For our Expert Q&A Thursday, November 15 we had Virginia James and Mark Raadgever from the Trove team join us and answer questions on how to get even more from Trove. Thanks again to Virginia and Mark for giving us all their time and insights. We look forward to having the Trove team back again soon.
Please find the transcript of the Q&A and links below.
When: NSW - ACT - VIC - TAS: 8:30-9:30pm AEDT | QLD: 7:30-8:30pm | WA: 5:30-6:30pm | NT: 7:00-8:00pm | SA: 8:00-9:00pm
As of November 2012 there are 316,919,556 pages consisting of 77,907,016 articles available to search in just the old newspapers on
Trove alone! Please find the transcript of the Q&A and links.

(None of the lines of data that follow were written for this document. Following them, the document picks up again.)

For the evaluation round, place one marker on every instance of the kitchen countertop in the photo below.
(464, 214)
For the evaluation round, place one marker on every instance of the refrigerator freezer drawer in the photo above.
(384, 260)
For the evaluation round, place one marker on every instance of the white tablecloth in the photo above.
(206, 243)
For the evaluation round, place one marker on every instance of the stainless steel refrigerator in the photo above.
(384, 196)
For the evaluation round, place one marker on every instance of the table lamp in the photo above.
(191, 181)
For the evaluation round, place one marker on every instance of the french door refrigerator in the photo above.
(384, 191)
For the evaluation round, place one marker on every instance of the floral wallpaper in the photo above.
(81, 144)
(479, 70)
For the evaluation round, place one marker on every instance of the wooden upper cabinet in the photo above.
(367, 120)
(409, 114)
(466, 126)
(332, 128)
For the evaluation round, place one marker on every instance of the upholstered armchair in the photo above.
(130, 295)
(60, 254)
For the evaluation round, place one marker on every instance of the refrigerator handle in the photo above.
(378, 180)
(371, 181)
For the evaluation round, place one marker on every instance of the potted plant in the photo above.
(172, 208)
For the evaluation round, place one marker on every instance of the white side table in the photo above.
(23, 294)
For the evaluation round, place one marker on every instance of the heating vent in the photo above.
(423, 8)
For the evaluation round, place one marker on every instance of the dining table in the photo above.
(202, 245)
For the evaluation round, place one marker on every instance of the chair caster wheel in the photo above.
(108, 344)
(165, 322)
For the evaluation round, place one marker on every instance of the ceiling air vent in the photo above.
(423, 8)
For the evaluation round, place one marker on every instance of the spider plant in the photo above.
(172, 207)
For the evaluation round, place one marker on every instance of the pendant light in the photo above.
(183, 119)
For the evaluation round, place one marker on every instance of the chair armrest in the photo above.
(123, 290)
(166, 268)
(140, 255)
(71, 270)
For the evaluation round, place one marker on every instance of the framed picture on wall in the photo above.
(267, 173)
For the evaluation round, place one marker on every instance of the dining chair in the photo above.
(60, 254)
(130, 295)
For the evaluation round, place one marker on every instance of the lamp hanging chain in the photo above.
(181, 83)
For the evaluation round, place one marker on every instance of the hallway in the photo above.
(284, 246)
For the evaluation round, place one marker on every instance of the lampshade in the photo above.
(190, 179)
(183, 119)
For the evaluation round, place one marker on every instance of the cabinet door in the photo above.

Summary of links from the Q&A:
=====================================================
Transcript of Expert Q&A - Getting even more from Trove:
Our Expert Q&A with Virginia James and Mark Raadgever from the
Trove team starts in 15 minutes at 8:30pm AEDT. Topic: Getting even more from Trove. Please ask your questions in a comment below and Virginia or Mark will answer in a following comment.
Comment: IHM: Welcome everyone, the Q&A is now open. Thanks for joining us tonight Virginia and Mark. Please ask your questions.
Q. From Christine: Hi there, my research turned up a story, reported in an article in a WA newspaper, called 'peeps at people' the story was about a Gallipoli soldier who eventually ended up as a guide at Galipolii, having had a bad time, prisoner of war etc, I would really like to know who he was.
A. Virginia: @Christine, Wow, what a fascinating story. I take it no names were mentioned.
Q (b): From Christine: there is a photo in Bart Ziinos book of the Irwin family on a pilgrimage to Gallipoli showing them doing a grave rubbing, cannot find the image in Trove or eleswhere, ideas?
A. Virginia: @Christine, Hmmm... difficult one. If the image hasn't been contributed separately to Trove apart from the book you won't be able to find it in Trove. So it may not exist as a digitised image on its own. Even if it is, it may have a different title from the caption in the book so it might be in Trove but need different search terms to find it.
Q. From Alexandra: Hi there...I would like to get more involved in the Trove community...I think I understand what the text corrections are about ...but what are the images and the lists? Also is it possible to set up an automated search in Trove - a bit like Google?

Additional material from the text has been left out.